2019 could set in motion the recovery phase for the smart contracts platform Ethereum, as it looks to undergo its highly-anticipated Constantinople hard fork on January 16, 2019. The fork will occur at block height 7,080,000.
Ether (ETH), the cryptocurrency that powers the smart contracts development platform Ethereum had quite an eventful 2018. The digital token established its ATH value of $1,389 on January 14, 2018. This was at a time when ether was the fuel for the majority of the initial coin offerings (ICOs).
However, things have undergone a drastic change since then. Currently, ether is more than 80 percent down from its ATH value, trading at $129 at the time of press. The strict stance of regulatory bodies the world over towards ICOs has further marred the price of ether.
For instance, reports emerged in October 2018, about the correlation between ICOs and ether’s price volatility. These reports were debunked by researchers, however. They claimed that the majority of the ICOs had already cashed out their ether holdings, thus, they had no impact on its price movement.
Nonetheless, with the steady rise of the STO model of crowd-sourcing in the industry, it seems all but certain that the ICO days are nearing their end. The platform has also received stiff competition from rivals such as EOS and Tron throughout the year. Heated back and forth between Justin Sun and Vitalik Buterin on Twitter was not uncommon.

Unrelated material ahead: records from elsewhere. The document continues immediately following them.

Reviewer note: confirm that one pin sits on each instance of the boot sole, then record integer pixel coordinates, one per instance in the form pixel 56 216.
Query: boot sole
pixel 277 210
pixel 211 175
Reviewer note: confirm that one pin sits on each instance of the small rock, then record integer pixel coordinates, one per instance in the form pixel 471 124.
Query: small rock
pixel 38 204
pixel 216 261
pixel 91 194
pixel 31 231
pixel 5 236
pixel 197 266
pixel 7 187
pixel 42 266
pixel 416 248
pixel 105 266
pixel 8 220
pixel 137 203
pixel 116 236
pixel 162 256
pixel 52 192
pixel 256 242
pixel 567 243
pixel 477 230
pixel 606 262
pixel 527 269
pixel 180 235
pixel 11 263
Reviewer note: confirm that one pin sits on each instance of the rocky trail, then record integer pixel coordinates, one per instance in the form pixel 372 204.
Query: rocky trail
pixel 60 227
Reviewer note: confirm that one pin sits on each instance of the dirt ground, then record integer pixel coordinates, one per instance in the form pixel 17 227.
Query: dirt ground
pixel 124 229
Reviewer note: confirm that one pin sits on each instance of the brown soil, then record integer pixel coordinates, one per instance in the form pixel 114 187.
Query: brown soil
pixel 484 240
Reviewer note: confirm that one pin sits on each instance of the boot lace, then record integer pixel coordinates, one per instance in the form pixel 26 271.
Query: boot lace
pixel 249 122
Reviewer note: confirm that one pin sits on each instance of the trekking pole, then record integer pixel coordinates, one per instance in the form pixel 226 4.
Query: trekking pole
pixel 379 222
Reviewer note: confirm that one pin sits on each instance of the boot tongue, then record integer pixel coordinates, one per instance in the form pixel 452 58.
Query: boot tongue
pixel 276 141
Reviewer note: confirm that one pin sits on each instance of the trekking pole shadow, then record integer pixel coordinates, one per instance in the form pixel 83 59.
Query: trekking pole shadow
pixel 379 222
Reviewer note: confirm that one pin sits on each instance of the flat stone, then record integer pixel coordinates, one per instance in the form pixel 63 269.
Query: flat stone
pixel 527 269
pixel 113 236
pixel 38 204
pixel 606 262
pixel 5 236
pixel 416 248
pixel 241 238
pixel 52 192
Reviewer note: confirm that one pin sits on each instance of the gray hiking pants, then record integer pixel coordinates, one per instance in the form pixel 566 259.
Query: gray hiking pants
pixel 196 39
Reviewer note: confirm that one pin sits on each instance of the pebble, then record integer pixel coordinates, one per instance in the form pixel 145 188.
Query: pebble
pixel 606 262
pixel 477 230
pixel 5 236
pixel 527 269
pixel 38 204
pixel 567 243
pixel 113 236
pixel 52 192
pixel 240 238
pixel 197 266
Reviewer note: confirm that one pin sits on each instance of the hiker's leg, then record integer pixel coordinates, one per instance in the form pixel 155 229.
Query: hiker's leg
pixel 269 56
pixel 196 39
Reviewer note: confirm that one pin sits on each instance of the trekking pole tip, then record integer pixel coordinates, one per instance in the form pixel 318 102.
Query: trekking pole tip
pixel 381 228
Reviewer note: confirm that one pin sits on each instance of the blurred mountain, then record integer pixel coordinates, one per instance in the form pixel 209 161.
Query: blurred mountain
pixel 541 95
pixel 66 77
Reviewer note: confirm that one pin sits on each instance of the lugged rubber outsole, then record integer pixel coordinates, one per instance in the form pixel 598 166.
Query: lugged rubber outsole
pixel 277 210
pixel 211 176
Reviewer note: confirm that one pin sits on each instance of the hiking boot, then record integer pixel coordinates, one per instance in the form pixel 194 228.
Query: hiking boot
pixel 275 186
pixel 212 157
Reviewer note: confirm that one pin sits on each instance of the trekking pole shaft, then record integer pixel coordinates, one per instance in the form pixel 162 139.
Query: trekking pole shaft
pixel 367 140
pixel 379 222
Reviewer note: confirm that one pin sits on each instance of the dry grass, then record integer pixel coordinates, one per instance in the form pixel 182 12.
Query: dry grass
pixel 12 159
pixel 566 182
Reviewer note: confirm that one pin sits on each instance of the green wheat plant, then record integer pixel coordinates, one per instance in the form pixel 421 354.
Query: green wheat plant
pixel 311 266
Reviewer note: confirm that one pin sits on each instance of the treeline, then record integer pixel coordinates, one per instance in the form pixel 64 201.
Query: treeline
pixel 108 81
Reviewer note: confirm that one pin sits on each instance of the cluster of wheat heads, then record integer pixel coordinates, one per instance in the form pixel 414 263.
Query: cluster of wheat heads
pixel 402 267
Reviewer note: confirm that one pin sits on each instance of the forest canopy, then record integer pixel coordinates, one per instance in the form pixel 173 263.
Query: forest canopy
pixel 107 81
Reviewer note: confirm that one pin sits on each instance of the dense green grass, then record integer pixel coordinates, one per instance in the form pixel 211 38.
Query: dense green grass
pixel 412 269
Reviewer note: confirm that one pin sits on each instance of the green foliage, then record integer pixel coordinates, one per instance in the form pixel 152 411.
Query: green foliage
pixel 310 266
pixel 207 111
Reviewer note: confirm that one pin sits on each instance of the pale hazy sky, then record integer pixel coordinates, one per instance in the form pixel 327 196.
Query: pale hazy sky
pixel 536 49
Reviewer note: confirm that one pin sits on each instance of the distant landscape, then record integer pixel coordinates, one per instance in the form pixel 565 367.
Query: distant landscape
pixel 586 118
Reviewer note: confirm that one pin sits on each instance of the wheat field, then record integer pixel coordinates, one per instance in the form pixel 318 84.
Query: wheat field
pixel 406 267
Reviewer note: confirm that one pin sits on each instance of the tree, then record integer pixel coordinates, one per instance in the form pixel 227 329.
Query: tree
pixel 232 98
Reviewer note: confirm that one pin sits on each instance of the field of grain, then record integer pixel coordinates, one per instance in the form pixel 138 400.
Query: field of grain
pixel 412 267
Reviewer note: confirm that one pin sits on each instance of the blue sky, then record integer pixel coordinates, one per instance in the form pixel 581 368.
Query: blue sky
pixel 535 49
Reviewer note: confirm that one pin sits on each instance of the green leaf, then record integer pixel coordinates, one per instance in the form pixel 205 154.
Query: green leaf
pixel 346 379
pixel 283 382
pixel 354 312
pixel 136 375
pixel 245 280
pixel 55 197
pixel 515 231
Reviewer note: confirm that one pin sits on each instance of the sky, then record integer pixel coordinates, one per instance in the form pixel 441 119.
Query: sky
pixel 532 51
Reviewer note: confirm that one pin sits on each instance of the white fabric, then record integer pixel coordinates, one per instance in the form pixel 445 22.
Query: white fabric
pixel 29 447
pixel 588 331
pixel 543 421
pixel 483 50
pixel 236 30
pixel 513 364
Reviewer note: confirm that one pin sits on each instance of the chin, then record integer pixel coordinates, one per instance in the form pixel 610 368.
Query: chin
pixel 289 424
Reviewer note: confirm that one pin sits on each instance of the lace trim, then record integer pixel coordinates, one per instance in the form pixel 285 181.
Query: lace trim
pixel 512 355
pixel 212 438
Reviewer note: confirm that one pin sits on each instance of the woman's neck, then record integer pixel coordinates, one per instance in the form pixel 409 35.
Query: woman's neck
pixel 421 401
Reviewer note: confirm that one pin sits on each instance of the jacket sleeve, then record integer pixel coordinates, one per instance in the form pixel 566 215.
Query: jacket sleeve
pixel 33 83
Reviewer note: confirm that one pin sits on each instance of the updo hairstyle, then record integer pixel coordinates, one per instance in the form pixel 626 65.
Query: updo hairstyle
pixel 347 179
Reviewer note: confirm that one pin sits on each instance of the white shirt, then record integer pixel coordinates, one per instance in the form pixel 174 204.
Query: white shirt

Regardless of the roller coaster in 2018, the Ethereum community continues to believe in the project and sees the upcoming hard fork as a fresh start. With that said, it’s important to examine some of the features of the Constantinople hard fork, and their long-term implications on Ethereum’s future.
Not a Contentious Hard fork
The term “hard fork” usually carries negative connotations with it, which should not come as a surprise. The recent hullabaloo regarding the Bitcoin Cash hard fork created more than sufficient drama within the crypto community, with Roger Ver and Craig Wright locking horns on social media.
This implies that the hard fork was not unanimously supported by every major figure within the BCH ecosystem, which resulted in the creation of two separate camps or blockchains, namely BCHABC and BCH SV.